In the land of snakes

So I’m getting settled in to my new job. There’s a ton of things to get used to: a company with an extensive history (20-something years old); a large number of people (over 40); a product+service niche that’s pretty rarefied, replete with jargon and terminology; and a technology stack that has not very much to do with what I’ve spent the last decade doing.

The biggest change of that last bit is the switch to Python.

Python is fucking weird.

Yeah, there’s The Whitespace Abomination. The reality is, you get over it. It’s a HUGE deal at first; just awful, terrible, crap. It’s just the dumbest idea anyone could ever have, there’s no sanity to those arguments you see about readability, it’s some magical bullshit thinking. Lisp’s paren soup is NOTHING compared to this bullshit!

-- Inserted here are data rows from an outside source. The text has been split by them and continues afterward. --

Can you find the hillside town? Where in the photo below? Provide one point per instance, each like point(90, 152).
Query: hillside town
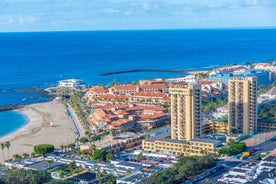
point(128, 133)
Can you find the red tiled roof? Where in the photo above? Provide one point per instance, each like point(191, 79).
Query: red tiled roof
point(112, 97)
point(141, 107)
point(179, 83)
point(100, 112)
point(206, 82)
point(153, 86)
point(153, 116)
point(153, 95)
point(98, 89)
point(120, 122)
point(127, 86)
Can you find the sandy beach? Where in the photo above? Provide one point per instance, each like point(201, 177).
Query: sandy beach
point(39, 129)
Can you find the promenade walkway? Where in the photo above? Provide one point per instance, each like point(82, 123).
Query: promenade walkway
point(75, 121)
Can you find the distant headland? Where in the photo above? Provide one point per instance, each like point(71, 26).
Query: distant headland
point(151, 70)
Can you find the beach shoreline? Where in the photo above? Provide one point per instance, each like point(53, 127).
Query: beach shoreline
point(48, 123)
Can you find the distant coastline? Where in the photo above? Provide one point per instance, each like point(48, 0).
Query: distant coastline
point(153, 70)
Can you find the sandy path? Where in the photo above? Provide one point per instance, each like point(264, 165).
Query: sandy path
point(38, 130)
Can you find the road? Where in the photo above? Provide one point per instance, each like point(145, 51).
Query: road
point(264, 147)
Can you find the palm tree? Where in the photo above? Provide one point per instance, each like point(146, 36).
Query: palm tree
point(111, 180)
point(3, 147)
point(49, 163)
point(62, 147)
point(99, 176)
point(26, 155)
point(8, 144)
point(16, 157)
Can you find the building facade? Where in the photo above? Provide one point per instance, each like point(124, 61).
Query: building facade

It just sort of goes away after a while. It’s still bothersome and weird but I’ve got my editor configured properly now, so generally it’s not really a problem. In fact I tend to end statements with a semicolon more often than making some indentation-related boo-boo!

Python is often called “easy”, and I think it lives up to that description. That said, I think idiomatic Python isn’t easy. Python wants to make it such that there’s one obvious way to do it; but is that one way actually obvious?

In the Python I’ve seen lately, they tend to do the Ruby thing of, “module M contains class C and also a grab-bag of functions”. I’ve spent rather a lot of time in the past few years doing what amounted to Java Lite: large applications are structured by interfaces, abstract classes, and implementations. So, the idea of “here is a class and also some functions” is just … odd. I sort-of get how it works with Python’s namespace/module system, and I’m sure it’ll make more sense as time goes on, but as a switcher it’s positively strange.

Also, tools like virtualenv and the more complex elements of the Python ecosystem aren’t immediately obvious. Coming from a background in PHP or Perl, Python can actually be pretty intimidating if you’re not working in an established platform like Django: what do I do about MySQL? What do I do about web server integration? What do I do about etc etc etc? Scoff all you want, but the fact is hitting http://www.php.net/manual/en/funcref.php is mostly all you need to get rolling on PHP projects, and of course CPAN remains one of the gold standards for code repos. (In fact, CPAN might be too large at this point.)

Anyway. I’ve written a couple of non-trivial Python scripts now, and I’m trying to get more into designing things to be “Pythonic”. We’ll see. I can’t say I’m happy with Python yet, but it’s still pretty new (it’s been all of a month) and so I’m at that strange place in the learning curve.